The legal guns are getting reloaded in the familiar fight over the allotment of gambling revenue, capping a familiar feud between Teller and Gilpin counties, with Cripple Creek playing a big commanding role in the battle.
Lee Phillips, the city attorney for Cripple Creek, recently delivered the bad news that some elected leaders probably expected: Gilpin is refusing to throw in the towel in its bid to snag more gambling dollars from Cripple Creek, Teller County and even Central City. Gilpin County officials have argued that the current method for allocating gambling tax dollars is unconstitutional and they want a higher portion of the pie since the biggest casinos that generate the most revenue are located in Black Hawk, part of Gilpin. Black Hawk has supported Gilpin in this fight. At issue is the definition of “gaming revenue.”
Despite losing a spree of court verdicts and policy decisions by the state gambling commissioners, the gaming division staff and Colorado lawmakers, Gilpin has announced a plan to appeal a recent ruling made by a Denver District Court judge.
The latest decision, rendered in March, was quite firm, with Denver District Court Judge Bruce Jones giving Gilpin officials a legal tongue lashing, accusing them of “an intentional effort to mislead the court” and “creative (legal) drafting to conceal the fact that the issue had been previously addressed by the (gaming) commission.”
But at the same time, the judge didn’t close the door on the option of more appeals in this case.
According to Phillips, Gilpin has indicated it will pursue this option in deciding to take its case before the Colorado Court of Appeals.

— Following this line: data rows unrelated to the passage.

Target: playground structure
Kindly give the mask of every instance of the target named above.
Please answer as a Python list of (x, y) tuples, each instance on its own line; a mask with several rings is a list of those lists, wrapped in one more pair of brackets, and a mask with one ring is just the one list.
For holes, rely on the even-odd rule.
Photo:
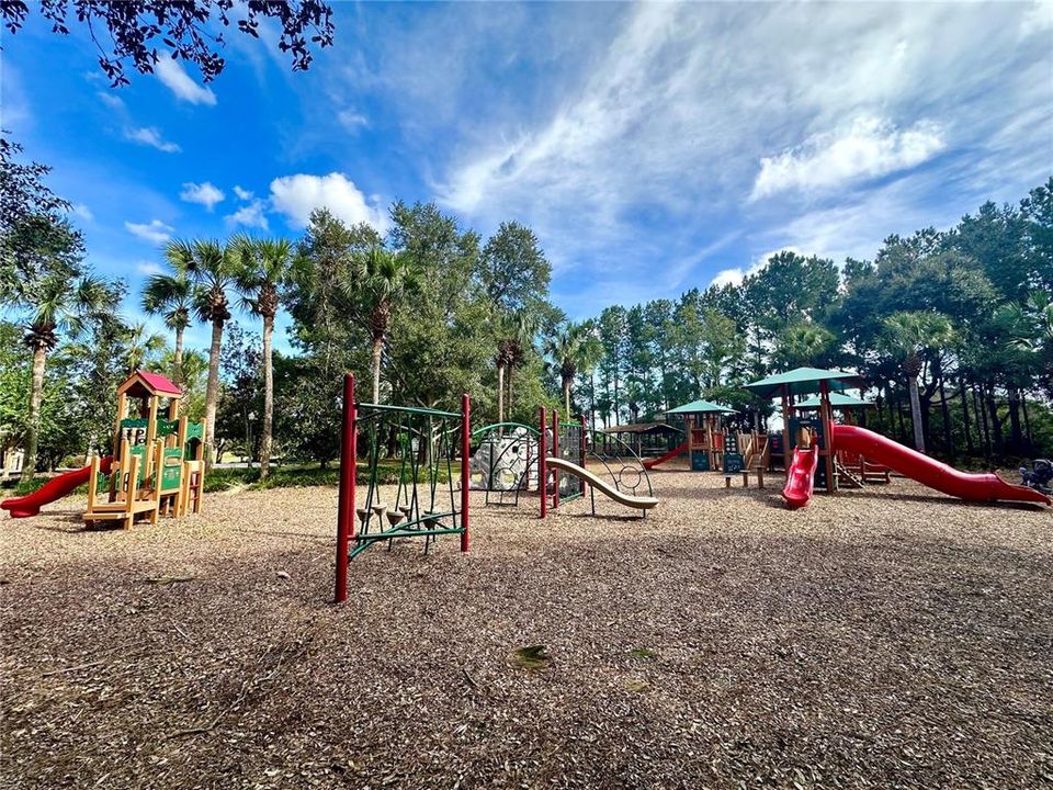
[[(59, 475), (35, 493), (8, 499), (0, 507), (10, 510), (12, 518), (35, 516), (43, 505), (87, 483), (83, 519), (89, 526), (116, 521), (128, 529), (137, 518), (157, 523), (160, 515), (201, 512), (204, 425), (180, 417), (181, 397), (180, 387), (166, 376), (133, 373), (117, 387), (113, 454), (93, 455), (82, 469)], [(136, 416), (128, 416), (128, 406), (135, 402)]]
[[(856, 413), (867, 408), (875, 408), (876, 404), (867, 398), (852, 397), (843, 393), (831, 392), (830, 408), (841, 415), (842, 425), (856, 425)], [(822, 402), (818, 397), (809, 397), (794, 405), (796, 411), (817, 410)], [(838, 485), (851, 488), (862, 488), (874, 483), (888, 483), (891, 470), (887, 466), (868, 461), (857, 452), (850, 452), (843, 447), (834, 450), (834, 471), (837, 474)]]
[[(725, 433), (721, 422), (725, 415), (736, 414), (735, 409), (709, 400), (692, 400), (671, 408), (666, 414), (683, 418), (687, 441), (650, 463), (645, 462), (647, 469), (654, 469), (686, 452), (693, 472), (728, 472), (725, 455), (728, 453), (738, 455), (738, 445), (734, 437), (732, 437), (731, 447), (728, 445), (728, 435)], [(741, 459), (731, 460), (733, 466), (741, 463)], [(739, 469), (732, 470), (733, 473), (738, 471)]]
[[(461, 551), (468, 551), (471, 418), (467, 395), (462, 396), (460, 413), (355, 403), (354, 376), (344, 376), (337, 511), (338, 603), (348, 597), (349, 561), (375, 543), (386, 541), (390, 549), (396, 539), (423, 538), (427, 553), (432, 541), (455, 534)], [(366, 462), (366, 490), (361, 501), (356, 483), (360, 441)], [(382, 451), (384, 462), (390, 462), (388, 471), (395, 472), (395, 498), (387, 503), (381, 492)], [(453, 486), (455, 459), (460, 461), (460, 490)]]
[(687, 449), (683, 431), (669, 422), (630, 422), (601, 428), (597, 435), (598, 441), (611, 437), (627, 444), (647, 469), (657, 466)]
[(765, 487), (765, 472), (771, 464), (771, 442), (768, 435), (759, 431), (739, 433), (738, 449), (743, 456), (743, 487), (749, 486), (749, 475), (757, 477), (757, 487)]
[[(641, 510), (646, 517), (658, 500), (654, 497), (647, 469), (633, 449), (615, 438), (616, 453), (610, 451), (610, 436), (597, 435), (586, 428), (585, 417), (576, 422), (559, 421), (559, 413), (553, 409), (551, 431), (546, 429), (546, 413), (539, 410), (541, 518), (569, 501), (589, 494), (592, 515), (596, 516), (596, 492), (619, 505)], [(551, 449), (551, 452), (550, 452)], [(587, 460), (599, 464), (602, 474), (588, 469)], [(641, 488), (646, 486), (646, 495)]]
[(521, 422), (497, 422), (472, 432), (473, 490), (486, 492), (487, 505), (519, 505), (521, 492), (537, 488), (539, 431)]
[[(786, 465), (782, 496), (788, 507), (806, 507), (815, 488), (836, 493), (838, 488), (837, 453), (858, 455), (863, 464), (887, 467), (925, 486), (970, 501), (1024, 501), (1050, 505), (1041, 492), (1007, 483), (997, 474), (966, 474), (935, 459), (910, 450), (879, 433), (852, 425), (837, 425), (833, 419), (833, 391), (859, 387), (862, 379), (843, 371), (797, 368), (751, 384), (761, 397), (780, 396), (783, 416), (783, 447), (792, 451)], [(793, 399), (818, 391), (818, 416), (793, 416)], [(864, 465), (865, 469), (865, 465)], [(859, 481), (861, 484), (862, 481)]]
[[(204, 425), (180, 417), (182, 390), (157, 373), (138, 371), (117, 387), (112, 461), (98, 455), (89, 464), (84, 522), (117, 521), (128, 529), (136, 518), (157, 523), (160, 515), (201, 512), (204, 490)], [(160, 417), (162, 400), (165, 416)], [(135, 406), (136, 416), (127, 416)]]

This action wasn’t overly surprising for city officials.
Cripple Creek Councilman Terry Wahrer sarcastically quipped during a recent meeting that the judges have to be getting tired of this fight. “I know the attorneys are,” replied Phillips.

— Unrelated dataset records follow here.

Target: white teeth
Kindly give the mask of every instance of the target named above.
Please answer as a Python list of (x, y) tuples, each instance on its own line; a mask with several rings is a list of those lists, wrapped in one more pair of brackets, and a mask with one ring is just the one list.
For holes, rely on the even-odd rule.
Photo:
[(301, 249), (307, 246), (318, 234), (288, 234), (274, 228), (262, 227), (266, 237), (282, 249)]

For several years, city and county officials have viewed this fight as an uphill legal battle for Gilpin. At the same time, they can’t get overly optimistic and have allocated thousands of dollars into legally fighting Gilpin County and the city of Black Hawk. If Gilpin prevails, Teller County and the city of Cripple Creek could lose more than $2.5 million in combined gaming revenue a year, according to some estimates.

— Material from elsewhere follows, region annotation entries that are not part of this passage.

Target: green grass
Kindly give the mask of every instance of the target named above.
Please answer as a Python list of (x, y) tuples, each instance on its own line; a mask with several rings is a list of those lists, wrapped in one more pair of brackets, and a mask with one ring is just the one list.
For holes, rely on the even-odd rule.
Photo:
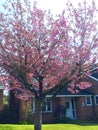
[[(33, 130), (33, 125), (0, 125), (0, 130)], [(47, 124), (42, 130), (98, 130), (97, 124)]]

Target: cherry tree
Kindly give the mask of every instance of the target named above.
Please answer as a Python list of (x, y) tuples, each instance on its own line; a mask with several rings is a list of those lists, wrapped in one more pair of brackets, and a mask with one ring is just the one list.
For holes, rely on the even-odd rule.
[[(97, 62), (94, 1), (77, 8), (69, 2), (56, 18), (29, 0), (7, 0), (0, 12), (2, 84), (19, 98), (35, 98), (34, 130), (41, 130), (43, 100), (90, 73)], [(70, 85), (68, 85), (70, 84)], [(86, 82), (78, 83), (80, 89)]]

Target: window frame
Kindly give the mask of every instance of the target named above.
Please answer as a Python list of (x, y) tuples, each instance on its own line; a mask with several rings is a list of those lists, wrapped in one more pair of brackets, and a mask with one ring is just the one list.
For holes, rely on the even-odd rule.
[[(92, 97), (91, 96), (86, 96), (86, 106), (92, 106)], [(88, 104), (87, 98), (89, 98), (90, 103)]]
[[(48, 101), (50, 102), (50, 110), (48, 109)], [(48, 113), (48, 112), (52, 112), (52, 100), (50, 98), (45, 98), (44, 102), (46, 103), (45, 104), (45, 110), (43, 110), (44, 108), (42, 108), (42, 112), (43, 113)], [(43, 104), (43, 107), (44, 107), (44, 104)]]
[(98, 97), (98, 95), (94, 96), (94, 101), (95, 101), (95, 105), (98, 105), (98, 103), (96, 102), (96, 97)]

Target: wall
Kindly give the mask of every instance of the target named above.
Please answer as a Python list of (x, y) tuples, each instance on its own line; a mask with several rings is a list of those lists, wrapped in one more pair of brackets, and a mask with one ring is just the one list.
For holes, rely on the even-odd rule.
[(0, 111), (3, 109), (3, 90), (0, 90)]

The fight further accelerates an ongoing battle between Cripple Creek and Black Hawk, which have engaged in a legal and financial tug of war during the last five years. During a recent council meeting, a lobbyist for Cripple Creek reported much progress in efforts to force the state to do an audit on how historic preservation dollars are allocated in the three gaming communities.
This effort hasn’t tried to point any fingers. But most government observers see this as a definite assault against Black Hawk by Cripple Creek. City officials for the last few years have complained that Black Hawk has abused the system for using historic dollars granted by the state. Also, allegations have surfaced about new goliath casino projects, like the 33-story Ameristar resort, that make a mockery of historic preservation guidelines approved by the voters of Colorado.
As a result, Creek leaders argue about an unfair gambling playing field.
The push for a state-wide audit of preservation monies could occur next year.
In other legislative updates, it was noted at a recent meeting that the three gambling communities have prevailed in a legislative effort to ban Internet Cafes from offering devices that feature simulated gambling games such as video slots.
These outlets, located throughout Colorado, had many gaming operators crying foul. The new legislation, House Bill 1047, prohibits these cafes from taking payments in exchange for providing the use of a “simulated gambling device” to anyone. According to the bill, the machines are designed to evade Colorado laws prohibiting many gambling activities that can only occur in the three gaming towns. Cripple Creek leaders lobbied hard for the legislation, as they viewed Internet Sweepstakes Cafes as illegal, mini-casinos disguised as something else.